The elevation of the new sultan, like the rising of a planet, was creating new alignments, shifts in the weight and composition of the cabals and cliques that had always flourished in the palace around the person of the all- powerful sultan. Resid had been singled out for advancement by Mahmut; now Abdulmecid had confirmed his father’s choice.

Was Resid’s friendship-his protection-an offer Yashim could afford to refuse?

Outside the vizier’s office, Yashim turned and walked a long way down a carpeted corridor, toward a pair of double doors flanked by motionless guards and a row of pink upholstered straight-backed chairs.

The guards did not blink. What did the sultan want, Yashim wondered, that Resid so palpably did not?

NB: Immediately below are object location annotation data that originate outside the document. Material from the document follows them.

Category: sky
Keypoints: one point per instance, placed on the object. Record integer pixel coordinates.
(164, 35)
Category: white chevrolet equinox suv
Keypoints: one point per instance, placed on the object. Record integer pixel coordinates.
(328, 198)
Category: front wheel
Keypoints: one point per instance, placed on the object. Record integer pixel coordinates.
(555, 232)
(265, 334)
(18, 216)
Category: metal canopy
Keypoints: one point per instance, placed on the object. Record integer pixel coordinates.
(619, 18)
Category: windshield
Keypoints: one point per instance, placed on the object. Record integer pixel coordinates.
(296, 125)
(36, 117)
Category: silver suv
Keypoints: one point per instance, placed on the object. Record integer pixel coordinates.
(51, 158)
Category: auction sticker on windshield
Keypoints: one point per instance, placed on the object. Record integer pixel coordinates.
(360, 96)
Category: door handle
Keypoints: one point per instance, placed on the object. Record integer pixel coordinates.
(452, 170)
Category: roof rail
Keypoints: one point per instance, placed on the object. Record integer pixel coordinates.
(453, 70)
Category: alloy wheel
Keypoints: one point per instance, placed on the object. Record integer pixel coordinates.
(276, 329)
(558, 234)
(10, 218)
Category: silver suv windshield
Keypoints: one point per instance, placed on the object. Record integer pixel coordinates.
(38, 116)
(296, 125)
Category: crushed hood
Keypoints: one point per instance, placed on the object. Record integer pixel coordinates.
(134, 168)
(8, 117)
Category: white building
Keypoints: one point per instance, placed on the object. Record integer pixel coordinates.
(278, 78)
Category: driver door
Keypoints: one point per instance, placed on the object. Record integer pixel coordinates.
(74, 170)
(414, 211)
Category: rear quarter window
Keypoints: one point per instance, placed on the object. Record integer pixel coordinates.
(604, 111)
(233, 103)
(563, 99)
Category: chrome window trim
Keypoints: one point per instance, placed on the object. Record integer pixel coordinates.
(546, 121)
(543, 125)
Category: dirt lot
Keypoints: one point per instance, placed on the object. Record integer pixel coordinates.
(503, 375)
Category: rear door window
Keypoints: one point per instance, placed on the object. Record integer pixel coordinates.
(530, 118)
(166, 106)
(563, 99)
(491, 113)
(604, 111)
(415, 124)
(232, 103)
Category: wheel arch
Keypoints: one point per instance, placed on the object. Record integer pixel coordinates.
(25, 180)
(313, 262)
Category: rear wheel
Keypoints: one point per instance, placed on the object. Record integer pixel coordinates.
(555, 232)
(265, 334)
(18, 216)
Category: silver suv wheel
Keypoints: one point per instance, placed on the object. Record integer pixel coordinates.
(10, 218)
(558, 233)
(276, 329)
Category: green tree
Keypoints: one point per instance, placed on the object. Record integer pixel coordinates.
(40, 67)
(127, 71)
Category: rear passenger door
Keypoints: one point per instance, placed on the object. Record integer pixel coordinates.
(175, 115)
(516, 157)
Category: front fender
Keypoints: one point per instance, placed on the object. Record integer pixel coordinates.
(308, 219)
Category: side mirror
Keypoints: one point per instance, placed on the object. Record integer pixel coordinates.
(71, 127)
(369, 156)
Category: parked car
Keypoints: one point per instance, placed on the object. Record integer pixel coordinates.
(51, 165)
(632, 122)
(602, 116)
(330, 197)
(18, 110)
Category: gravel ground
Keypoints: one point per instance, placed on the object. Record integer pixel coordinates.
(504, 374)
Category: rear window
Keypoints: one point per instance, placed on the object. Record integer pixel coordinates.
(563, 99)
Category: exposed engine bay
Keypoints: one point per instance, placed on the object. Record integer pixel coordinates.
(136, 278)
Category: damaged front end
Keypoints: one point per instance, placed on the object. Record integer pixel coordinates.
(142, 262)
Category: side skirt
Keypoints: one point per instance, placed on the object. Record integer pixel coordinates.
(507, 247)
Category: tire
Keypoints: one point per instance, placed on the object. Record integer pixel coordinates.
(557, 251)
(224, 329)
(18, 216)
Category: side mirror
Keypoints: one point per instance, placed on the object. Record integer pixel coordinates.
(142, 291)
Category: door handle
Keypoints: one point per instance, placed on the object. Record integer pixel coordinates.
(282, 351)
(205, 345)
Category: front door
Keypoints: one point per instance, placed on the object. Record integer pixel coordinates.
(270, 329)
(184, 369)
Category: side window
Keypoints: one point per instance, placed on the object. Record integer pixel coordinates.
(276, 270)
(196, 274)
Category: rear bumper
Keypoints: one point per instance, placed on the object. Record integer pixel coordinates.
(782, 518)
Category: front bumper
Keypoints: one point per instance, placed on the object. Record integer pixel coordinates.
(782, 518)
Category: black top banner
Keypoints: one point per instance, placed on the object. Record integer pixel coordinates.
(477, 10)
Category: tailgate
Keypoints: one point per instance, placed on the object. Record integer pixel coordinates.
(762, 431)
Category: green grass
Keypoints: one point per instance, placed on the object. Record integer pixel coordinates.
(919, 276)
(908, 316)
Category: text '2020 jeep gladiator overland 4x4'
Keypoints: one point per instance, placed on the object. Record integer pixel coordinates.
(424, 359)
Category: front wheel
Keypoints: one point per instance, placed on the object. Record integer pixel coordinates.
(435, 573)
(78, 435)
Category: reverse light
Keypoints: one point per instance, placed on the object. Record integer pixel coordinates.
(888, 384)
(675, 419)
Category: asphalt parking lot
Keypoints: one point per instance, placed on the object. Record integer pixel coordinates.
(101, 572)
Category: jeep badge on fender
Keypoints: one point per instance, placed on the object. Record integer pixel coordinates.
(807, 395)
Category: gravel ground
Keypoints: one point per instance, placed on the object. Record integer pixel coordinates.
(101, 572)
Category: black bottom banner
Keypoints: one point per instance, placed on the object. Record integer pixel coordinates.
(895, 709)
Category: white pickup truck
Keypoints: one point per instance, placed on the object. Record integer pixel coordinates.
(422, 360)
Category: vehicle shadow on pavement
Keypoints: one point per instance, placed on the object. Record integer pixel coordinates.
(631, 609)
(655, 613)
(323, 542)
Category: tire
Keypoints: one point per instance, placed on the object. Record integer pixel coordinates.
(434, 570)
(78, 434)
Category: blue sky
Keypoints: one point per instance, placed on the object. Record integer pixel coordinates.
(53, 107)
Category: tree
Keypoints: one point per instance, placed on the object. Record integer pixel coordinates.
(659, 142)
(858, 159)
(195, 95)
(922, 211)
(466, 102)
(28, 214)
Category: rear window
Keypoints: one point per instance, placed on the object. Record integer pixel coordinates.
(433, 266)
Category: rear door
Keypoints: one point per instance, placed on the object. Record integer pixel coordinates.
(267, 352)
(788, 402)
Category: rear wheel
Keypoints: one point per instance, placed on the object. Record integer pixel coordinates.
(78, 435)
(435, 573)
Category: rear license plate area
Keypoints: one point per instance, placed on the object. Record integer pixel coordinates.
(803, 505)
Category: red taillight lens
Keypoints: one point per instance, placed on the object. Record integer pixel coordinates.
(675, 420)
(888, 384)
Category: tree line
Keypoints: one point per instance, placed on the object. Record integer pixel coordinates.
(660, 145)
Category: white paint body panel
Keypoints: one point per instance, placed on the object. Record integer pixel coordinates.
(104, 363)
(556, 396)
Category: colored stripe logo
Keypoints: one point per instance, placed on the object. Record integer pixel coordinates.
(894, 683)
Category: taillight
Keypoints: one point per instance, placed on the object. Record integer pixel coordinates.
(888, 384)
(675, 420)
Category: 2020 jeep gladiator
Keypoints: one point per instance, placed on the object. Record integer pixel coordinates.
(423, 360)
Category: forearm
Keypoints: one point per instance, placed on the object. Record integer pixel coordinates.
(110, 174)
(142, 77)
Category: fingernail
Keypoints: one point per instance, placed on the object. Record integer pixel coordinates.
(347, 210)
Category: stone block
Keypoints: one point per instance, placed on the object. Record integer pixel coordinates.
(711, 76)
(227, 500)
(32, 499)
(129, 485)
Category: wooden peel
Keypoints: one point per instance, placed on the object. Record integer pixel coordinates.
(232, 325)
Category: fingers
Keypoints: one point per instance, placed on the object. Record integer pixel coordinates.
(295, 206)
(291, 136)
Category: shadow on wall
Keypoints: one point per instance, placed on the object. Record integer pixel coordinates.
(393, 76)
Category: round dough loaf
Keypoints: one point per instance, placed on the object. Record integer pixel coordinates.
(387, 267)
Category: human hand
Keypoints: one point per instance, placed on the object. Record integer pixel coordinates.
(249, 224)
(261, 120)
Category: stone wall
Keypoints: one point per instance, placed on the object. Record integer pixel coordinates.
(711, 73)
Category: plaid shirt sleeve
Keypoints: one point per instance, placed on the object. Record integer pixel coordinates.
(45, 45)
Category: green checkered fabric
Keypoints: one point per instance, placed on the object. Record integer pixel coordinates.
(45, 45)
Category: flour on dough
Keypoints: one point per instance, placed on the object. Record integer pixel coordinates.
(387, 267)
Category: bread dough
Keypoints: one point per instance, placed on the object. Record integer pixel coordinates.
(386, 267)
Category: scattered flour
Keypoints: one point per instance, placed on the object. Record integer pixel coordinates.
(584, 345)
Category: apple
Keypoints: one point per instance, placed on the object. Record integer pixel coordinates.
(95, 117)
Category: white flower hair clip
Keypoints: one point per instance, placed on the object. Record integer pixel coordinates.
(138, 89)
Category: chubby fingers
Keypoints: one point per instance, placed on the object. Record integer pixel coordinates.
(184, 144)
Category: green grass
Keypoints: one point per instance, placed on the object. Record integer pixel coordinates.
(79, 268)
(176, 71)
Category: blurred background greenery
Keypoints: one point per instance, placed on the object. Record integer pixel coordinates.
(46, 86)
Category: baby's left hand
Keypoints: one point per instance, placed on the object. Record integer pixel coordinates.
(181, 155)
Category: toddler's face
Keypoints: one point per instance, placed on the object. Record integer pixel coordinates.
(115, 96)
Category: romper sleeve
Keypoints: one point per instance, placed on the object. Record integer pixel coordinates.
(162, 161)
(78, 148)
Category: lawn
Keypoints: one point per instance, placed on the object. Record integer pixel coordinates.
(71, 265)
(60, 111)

He took a chair and prepared to wait-but almost immediately the doors flew open and a white-gloved attendant ushered him into the presence.

5

Yashim had not seen the sultan for some years before his elevation to the throne. He remembered the skinny boy with feverish eyes who had stood pale and alert at his father’s side. He expected him to have grown and filled out, the way children do to their elders’ constant and naive astonishment, yet the young man seated on a French chair with his legs under a table did not, at a glance, appear to have changed at all. He was almost preternaturally thin and bony, with awkward shoulders and long wrists concealed-but not made elegant-by the arts of European tailors.

Yashim bowed deeply and approached the sultan. Only his brows, he noticed, had developed: heavy brows above bleary, anxious eyes.